Even though these, by some measures, are small, seemingly insignificant actions, the truth is none of them were particularly easy, nor as smooth or comfortable for me as they might have seemed to observers. I am, I readily admit, a shy and introverted person.
But, when I pause to reflect, I can recall people, shy and outgoing, famous and unknown, introverted and extroverted, people I’ve known personally and others I have not, who all seemed to refuse to “play small.” Not in an arrogant or self-serving way, but in a way that invited or gave me, “permission to do the same.” These are the people Albert Schweitzer reminded us to thank in our chalice lighting this morning…those people who have unconsciously lighted the flame within us when it had died, as it sometimes (I would say usually) does.
Thus, I have come to realize even as I wrestle with its execution, the veracity, of Williamson’s assertion, “We are all meant to shine…born to make manifest the glory of God that is within us.” Now, if that doesn’t, at least initially, scare the hell of of you, then something’s amiss.
That fear is not unfounded because it means things…how we see, understand and relate to ourselves, others and our world will change if we accept this. And change is scary. Further, whether you call that animating power within you God or something else, Williamson reminds us of something equally important, and scary, “It’s not just in some of us; it’s in everyone.” If we knew this deeply and lived it, that is, practiced it, the world would be completely different from what we experience today.
This is precisely the point at that the heart of the Hindu festival of Diwali, which falls on October 19th this year. As the story we heard as our first reading noted, “people light lamps at Diwali to remember light triumphs over dark and good over evil.” A familiar spiritual theme. More fully, though, Hinduism teaches the fulfillment of human life is the realization of divine light in one’s own heart and the heart of everyone. According to Professor Anantanand Rambachan, “It is this wisdom that frees us from greed and fear and blesses us with peace, self-acceptance, and joy.” All things we say we want and which the practice of our faith can lead us toward if we dared let our little light shine.

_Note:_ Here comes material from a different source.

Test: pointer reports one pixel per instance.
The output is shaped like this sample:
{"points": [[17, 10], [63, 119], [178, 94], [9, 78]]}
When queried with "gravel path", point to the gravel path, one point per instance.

Perhaps that is why, in so many stories of the Bible, when an angel appears to make an announcement before something happens, the first words they utter is, “Fear Not!” “Do not be afraid.”
And still we tremble…afraid not so much that we can’t or are incapable of doing what we’re called to, but that if we actually do, we just might succeed in ushering in a world our mind can’t comprehend, but our hearts long to call home. Fear not!